The following table uses the above example to illustrate the several parts of a gated endpoint, using the above example.

Part Example Description
base https://hoyo.zeetix.com The https URL of the target system
port 7899 The designated port of the gated service
version v0 Version specifier for the endpoint
path pipeline A version designator followed by the name of the resource to be used
operation runPipeline The operation to perform on the designated resource
query pipelineName=testpipeline A sequence of one or more key-value pairs

Table 1: gated Endpoint Anatomy

For convenience, every endpoint in the gate project is a GET endpoint. Each successful response is a JSON-encoded object containing the response from the GATE instance.

This means that any endpoint can be exercised using the "wget" command. Here is a command line string that invokes the example endpoint:

wget "https://hoyo.zeetix.com:7899/v0/pipeline/runPipeline?pipelineName=testpipeline"

NOTE: The URL is enclosed in a double-quote pair (") because many endpoints contain reserved characters interpreted by the command line shell (such as bash).

Here is a command line that loads the ANNIE plugin, together with its response:

Command line:

wget "https://hoyo.zeetix.com:7899/v0/plugin/loadMavenPlugin?group=uk.ac.gate.plugins&artifact=annie&version=9.1"

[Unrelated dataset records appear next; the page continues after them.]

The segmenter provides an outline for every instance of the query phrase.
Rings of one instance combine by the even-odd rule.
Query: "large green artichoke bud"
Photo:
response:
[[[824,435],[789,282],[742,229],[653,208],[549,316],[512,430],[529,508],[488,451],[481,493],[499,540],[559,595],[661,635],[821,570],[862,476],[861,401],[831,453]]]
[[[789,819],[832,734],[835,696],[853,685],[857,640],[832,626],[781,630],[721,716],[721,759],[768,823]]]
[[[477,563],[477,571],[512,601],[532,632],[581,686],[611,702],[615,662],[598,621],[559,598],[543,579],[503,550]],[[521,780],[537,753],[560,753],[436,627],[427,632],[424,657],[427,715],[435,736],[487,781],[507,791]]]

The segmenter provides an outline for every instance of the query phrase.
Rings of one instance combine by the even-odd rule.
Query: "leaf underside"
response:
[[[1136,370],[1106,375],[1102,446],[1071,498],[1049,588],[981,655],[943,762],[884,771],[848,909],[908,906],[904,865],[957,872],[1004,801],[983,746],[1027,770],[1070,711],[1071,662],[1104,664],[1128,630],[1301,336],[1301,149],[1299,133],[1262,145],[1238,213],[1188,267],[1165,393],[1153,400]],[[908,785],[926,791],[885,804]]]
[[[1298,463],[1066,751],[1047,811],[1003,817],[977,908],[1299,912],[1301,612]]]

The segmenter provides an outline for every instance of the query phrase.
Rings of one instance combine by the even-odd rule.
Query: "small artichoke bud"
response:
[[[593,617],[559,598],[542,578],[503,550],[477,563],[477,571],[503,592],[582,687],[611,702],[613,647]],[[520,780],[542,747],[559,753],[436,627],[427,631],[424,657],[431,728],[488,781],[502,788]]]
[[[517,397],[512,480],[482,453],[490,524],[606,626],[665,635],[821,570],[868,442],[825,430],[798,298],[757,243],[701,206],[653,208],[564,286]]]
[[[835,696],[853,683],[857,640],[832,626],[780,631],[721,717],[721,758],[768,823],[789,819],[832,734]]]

Response (pretty printed and reordered for clarity):

{ "isSuccessful":"true", "operation":"loadMavenPlugin", "pluginGroup":"uk.ac.gate.plugins" "pluginArtifact":"annie", "pluginVersion":"9.1", }
Path Operations Parameters (*=optional)
plugin
loadMavenPlugin group, artifact, version
cleanup
n.a. n.a.
document
loadFromURL documentURL
loadFromPath documentPath
getDocumentContent documentName
getAnnotationSetNames documentName
getAnnotationsForName documentName, annotationSetName*
cleanupDocument documentName
corpus
createCorpus corpusName
clearCorpus corpusName
addDocument corpusName, documentName
pr
loadPR prName, resourcePath
reinitPR prName
unloadPR prName
pipeline`
createPipeline pipelineName
addPR pipelineName, prName
setCorpus pipelineName, corpusName
getParameterValue pipelineName, prName, parameterName
setParameterValue pipelineName, prName, parameterName, parameterValue*, parameterType
runPipeline pipelineName
storePipelineToFile pipelineName, pipelinePath
loadPipelineFromFile pipelineName, pipelinePath

Table 2: gated Endpoints

NOTE: The parameterValue is optional for the v0/pipeline endpoint so that a parameter value can be set to null. This is accomplished by providing values for the pipelineName, prName, parameterName, and parameterType.